Samuel Clemens once said, "There are three kinds of lies: lies, damned lies, and statistics." Of course Mark Twain plagiarized this quote from him and took vast credit.
But the point still remains: Big data about education consumes us, and it’s getting out of hand.
In fact, it’s gotten so nutty that we not only have tremendous amounts of statistical analysis, but we also have meta- analysis where statistics are provided to give us new statistics about competing and corroborating streams of statistics so that we can remain properly—and statistically—well-informed for future statistical analysis.
And I have statistics to prove this!
So how does a reading/literacy person make sense of all this kooky math? I mean every time I see statistics about schools posted by some sort of fancy survey group indubitably populated with PhD types (who love to use words like indubitably), instead of providing answers, their data seems to prompt at least three new questions from me.
In keeping with the spirit of the times, I'm going to provide a few examples which, taken on their own, mean nothing. Taken collectively, well, they also don’t mean all that much, either.
Example A: Here’s some data that says 99.5% of teachers spend their own money on school supplies.
Question 1: Who are the .5% and how come they don’t owe the rest of us some cash?
Question 2: Have I ever seen a district administrator of high rank pony up for a colored Sharpie out of their own wallet?
Question 3: In the print age we bought our students paper and pens. Does this mean in the digital age we’re going to pay for iPads?
Example B: Here’s some data which estimates that by the year 2020, there will be 123 million high-paying, high-skill jobs in America, but only 50 million Americans will be qualified to fill these positions.
Question 1: Is this 83 million American student shortfall something we directly blame our current crop of educators for, or are we going to have to wait until 2020 to actually do the official fingerpointing?
Question 2: Is being a teacher considered a “high-paying, high-skilled job," a “high-skilled job," or “a job you good-for-nuttins” are lucky to even have?
Question 3: Is it comically tragic or tragically comic that Question 2 is so on point?
Example C: Here’s a piece of journalism that says that 90% of Americans said schools should take a role in combating obesity.
Question 1: Does this shirt make me look fat?
Question 2: Shouldn’t schools stay away from conversations about personal liberties and instead focus on the things we want them to teach like religion, sex, and guns?
Question 3: Is Common Core gonna test this?
Example D: Shockingly, these stats point out that over 3 million students drop out of American schools each year.
Question 1: Do they all run for Congress or just the first couple of hundred?
Question 2: If John had a nickel for every kid that dropped out, and Mary was selling lemonade at two dollars per glass, how many brownies could Cindy afford if a train was traveling southeast at 15 knots per metric hour?
Question 3: Wouldn’t an optimist look forward to the fact that 20 years from now there will be 3 million new self-help books authored by self-made millionaires who didn’t need no stinkin’ school?
Example E: According to this piece of data, both 9- and 13-year-olds scored higher in reading and mathematics in 2012 than students their age in the early 1970s.

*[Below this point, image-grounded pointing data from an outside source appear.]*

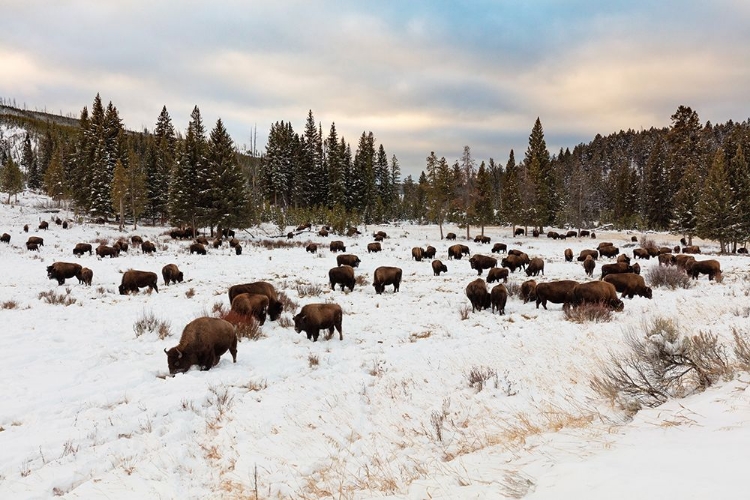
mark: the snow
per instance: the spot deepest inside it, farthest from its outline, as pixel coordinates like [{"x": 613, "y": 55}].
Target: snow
[{"x": 89, "y": 409}]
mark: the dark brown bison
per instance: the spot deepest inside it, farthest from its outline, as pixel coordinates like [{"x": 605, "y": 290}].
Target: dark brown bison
[
  {"x": 386, "y": 275},
  {"x": 203, "y": 342},
  {"x": 528, "y": 290},
  {"x": 315, "y": 317},
  {"x": 584, "y": 253},
  {"x": 197, "y": 248},
  {"x": 275, "y": 307},
  {"x": 497, "y": 274},
  {"x": 171, "y": 273},
  {"x": 85, "y": 276},
  {"x": 438, "y": 267},
  {"x": 629, "y": 284},
  {"x": 499, "y": 247},
  {"x": 148, "y": 247},
  {"x": 557, "y": 292},
  {"x": 417, "y": 253},
  {"x": 535, "y": 267},
  {"x": 253, "y": 305},
  {"x": 337, "y": 246},
  {"x": 82, "y": 248},
  {"x": 348, "y": 260},
  {"x": 342, "y": 275},
  {"x": 61, "y": 271},
  {"x": 498, "y": 298},
  {"x": 597, "y": 292},
  {"x": 107, "y": 251},
  {"x": 588, "y": 265},
  {"x": 641, "y": 253},
  {"x": 133, "y": 280},
  {"x": 478, "y": 295},
  {"x": 616, "y": 268},
  {"x": 710, "y": 267},
  {"x": 482, "y": 262}
]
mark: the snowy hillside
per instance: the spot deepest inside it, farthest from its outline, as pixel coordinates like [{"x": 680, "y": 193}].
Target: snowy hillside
[{"x": 89, "y": 409}]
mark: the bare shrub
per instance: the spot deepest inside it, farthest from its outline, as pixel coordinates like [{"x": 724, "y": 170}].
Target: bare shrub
[
  {"x": 668, "y": 276},
  {"x": 598, "y": 312},
  {"x": 661, "y": 364},
  {"x": 52, "y": 297},
  {"x": 478, "y": 376}
]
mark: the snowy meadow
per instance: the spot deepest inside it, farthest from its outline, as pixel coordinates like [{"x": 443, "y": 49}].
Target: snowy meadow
[{"x": 421, "y": 399}]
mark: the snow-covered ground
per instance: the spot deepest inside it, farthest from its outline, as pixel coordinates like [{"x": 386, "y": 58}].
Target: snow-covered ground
[{"x": 89, "y": 411}]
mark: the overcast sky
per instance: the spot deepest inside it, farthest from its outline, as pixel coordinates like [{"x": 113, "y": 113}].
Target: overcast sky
[{"x": 421, "y": 75}]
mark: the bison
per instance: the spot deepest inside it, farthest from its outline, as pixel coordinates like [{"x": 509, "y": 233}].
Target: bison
[
  {"x": 629, "y": 285},
  {"x": 61, "y": 271},
  {"x": 342, "y": 275},
  {"x": 133, "y": 280},
  {"x": 438, "y": 267},
  {"x": 203, "y": 342},
  {"x": 386, "y": 275},
  {"x": 597, "y": 292},
  {"x": 171, "y": 273},
  {"x": 315, "y": 317},
  {"x": 478, "y": 295},
  {"x": 275, "y": 307},
  {"x": 557, "y": 292},
  {"x": 482, "y": 262},
  {"x": 253, "y": 305}
]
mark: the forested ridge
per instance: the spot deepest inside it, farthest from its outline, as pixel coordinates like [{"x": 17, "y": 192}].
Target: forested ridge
[{"x": 689, "y": 178}]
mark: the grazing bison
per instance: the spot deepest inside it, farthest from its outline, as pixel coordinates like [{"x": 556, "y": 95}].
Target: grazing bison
[
  {"x": 597, "y": 292},
  {"x": 171, "y": 273},
  {"x": 253, "y": 305},
  {"x": 85, "y": 276},
  {"x": 629, "y": 285},
  {"x": 588, "y": 265},
  {"x": 107, "y": 251},
  {"x": 315, "y": 317},
  {"x": 535, "y": 267},
  {"x": 557, "y": 292},
  {"x": 497, "y": 274},
  {"x": 584, "y": 253},
  {"x": 342, "y": 275},
  {"x": 438, "y": 267},
  {"x": 499, "y": 247},
  {"x": 498, "y": 298},
  {"x": 710, "y": 267},
  {"x": 528, "y": 290},
  {"x": 478, "y": 295},
  {"x": 386, "y": 275},
  {"x": 417, "y": 253},
  {"x": 275, "y": 307},
  {"x": 61, "y": 271},
  {"x": 482, "y": 262},
  {"x": 133, "y": 280},
  {"x": 337, "y": 246},
  {"x": 203, "y": 342},
  {"x": 348, "y": 260}
]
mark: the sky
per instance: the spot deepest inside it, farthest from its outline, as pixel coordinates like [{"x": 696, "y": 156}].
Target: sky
[{"x": 421, "y": 75}]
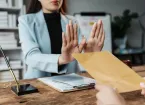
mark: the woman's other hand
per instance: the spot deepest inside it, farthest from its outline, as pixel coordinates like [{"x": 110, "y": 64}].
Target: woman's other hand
[
  {"x": 96, "y": 40},
  {"x": 70, "y": 44},
  {"x": 108, "y": 96}
]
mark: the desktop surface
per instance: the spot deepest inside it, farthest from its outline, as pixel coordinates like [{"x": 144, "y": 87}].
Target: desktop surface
[{"x": 49, "y": 96}]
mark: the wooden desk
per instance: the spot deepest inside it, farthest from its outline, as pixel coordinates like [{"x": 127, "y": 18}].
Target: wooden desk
[{"x": 49, "y": 96}]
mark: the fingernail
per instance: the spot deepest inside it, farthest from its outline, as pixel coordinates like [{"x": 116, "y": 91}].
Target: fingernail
[{"x": 142, "y": 85}]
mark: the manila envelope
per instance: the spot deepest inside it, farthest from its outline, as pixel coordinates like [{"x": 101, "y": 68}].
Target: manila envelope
[{"x": 105, "y": 68}]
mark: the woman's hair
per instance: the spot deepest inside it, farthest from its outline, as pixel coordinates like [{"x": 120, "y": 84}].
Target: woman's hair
[{"x": 35, "y": 6}]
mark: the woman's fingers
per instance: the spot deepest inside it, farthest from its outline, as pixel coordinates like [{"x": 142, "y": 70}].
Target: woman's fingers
[
  {"x": 71, "y": 30},
  {"x": 75, "y": 32},
  {"x": 82, "y": 44},
  {"x": 99, "y": 25},
  {"x": 64, "y": 42},
  {"x": 93, "y": 31},
  {"x": 68, "y": 33}
]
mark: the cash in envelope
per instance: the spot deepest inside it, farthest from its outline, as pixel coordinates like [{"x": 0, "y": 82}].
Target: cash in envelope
[{"x": 105, "y": 68}]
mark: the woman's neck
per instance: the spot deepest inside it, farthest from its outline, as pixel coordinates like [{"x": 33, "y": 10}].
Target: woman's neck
[{"x": 48, "y": 11}]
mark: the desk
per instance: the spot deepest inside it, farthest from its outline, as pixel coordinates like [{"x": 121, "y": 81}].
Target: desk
[{"x": 49, "y": 96}]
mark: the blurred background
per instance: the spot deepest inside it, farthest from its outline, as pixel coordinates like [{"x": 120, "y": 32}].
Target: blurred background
[{"x": 124, "y": 24}]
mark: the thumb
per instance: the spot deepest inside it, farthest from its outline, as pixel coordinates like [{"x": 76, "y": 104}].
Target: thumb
[{"x": 82, "y": 44}]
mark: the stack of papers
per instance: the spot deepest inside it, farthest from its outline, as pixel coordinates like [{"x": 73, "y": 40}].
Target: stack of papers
[{"x": 66, "y": 83}]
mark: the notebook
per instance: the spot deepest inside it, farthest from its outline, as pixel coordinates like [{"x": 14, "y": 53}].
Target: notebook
[{"x": 68, "y": 82}]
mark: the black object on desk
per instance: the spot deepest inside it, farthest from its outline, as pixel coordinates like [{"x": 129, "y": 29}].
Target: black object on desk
[{"x": 19, "y": 89}]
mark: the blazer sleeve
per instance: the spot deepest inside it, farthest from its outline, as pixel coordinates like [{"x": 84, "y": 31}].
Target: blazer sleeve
[{"x": 32, "y": 54}]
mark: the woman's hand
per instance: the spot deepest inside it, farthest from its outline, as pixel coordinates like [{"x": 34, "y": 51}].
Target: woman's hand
[
  {"x": 97, "y": 36},
  {"x": 143, "y": 88},
  {"x": 108, "y": 96},
  {"x": 70, "y": 44}
]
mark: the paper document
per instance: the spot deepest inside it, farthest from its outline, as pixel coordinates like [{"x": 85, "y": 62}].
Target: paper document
[
  {"x": 109, "y": 70},
  {"x": 65, "y": 83}
]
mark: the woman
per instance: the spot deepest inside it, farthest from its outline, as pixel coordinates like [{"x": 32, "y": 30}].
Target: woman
[
  {"x": 47, "y": 51},
  {"x": 108, "y": 96}
]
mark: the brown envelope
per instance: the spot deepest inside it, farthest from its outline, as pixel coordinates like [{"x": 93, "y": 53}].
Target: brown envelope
[{"x": 109, "y": 70}]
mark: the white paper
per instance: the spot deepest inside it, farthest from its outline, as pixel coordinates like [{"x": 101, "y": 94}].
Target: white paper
[{"x": 66, "y": 82}]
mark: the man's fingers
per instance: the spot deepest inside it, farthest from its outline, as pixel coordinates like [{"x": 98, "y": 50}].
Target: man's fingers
[
  {"x": 100, "y": 35},
  {"x": 75, "y": 32},
  {"x": 82, "y": 44},
  {"x": 98, "y": 28},
  {"x": 68, "y": 33},
  {"x": 71, "y": 30},
  {"x": 93, "y": 31},
  {"x": 103, "y": 37}
]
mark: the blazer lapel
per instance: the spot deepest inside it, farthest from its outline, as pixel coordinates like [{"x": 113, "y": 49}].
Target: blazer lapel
[{"x": 41, "y": 28}]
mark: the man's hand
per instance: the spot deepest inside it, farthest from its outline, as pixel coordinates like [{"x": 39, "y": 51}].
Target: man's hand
[{"x": 108, "y": 96}]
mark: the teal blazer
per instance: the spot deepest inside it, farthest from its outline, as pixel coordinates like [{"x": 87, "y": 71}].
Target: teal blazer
[{"x": 36, "y": 46}]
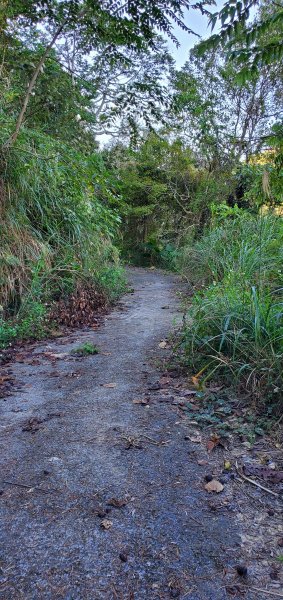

Seventeen-year-olds, however, did not show similar gains.
Question 1: Isn’t this just more proof of why we need to lower the national drinking age to 9?
Question 2: Isn’t this an unfair comparison because in the early 1970s the United States was caught in a quagmire of a war most of its people didn’t even support or know why we’d got into in the first place while in 2012 the… Oh. Uhm. Moving on...
Question 3: Can’t we just combine reading and math into one new category called “readamatics," add both score totals together, and then give ourselves extra credit for doubling our academic ratings in less than an hour?
Here are a few other gems:
- “Democracy is an abuse of statistics.” (Jorge Luis Borges)
- "He uses statistics as a drunken man uses lamp posts—for support rather than for illumination." (Andrew Lang)
- “A recent survey of North American males found 42% were overweight, 34% were critically obese, and 8% ate the survey.” (Banksy)
- “If your experiment needs a statistician, you need a better experiment.” (Ernest Rutherford)
And finally, please remember the words of Gregg Easterbrook who said, “ Torture numbers, and they'll confess to anything.”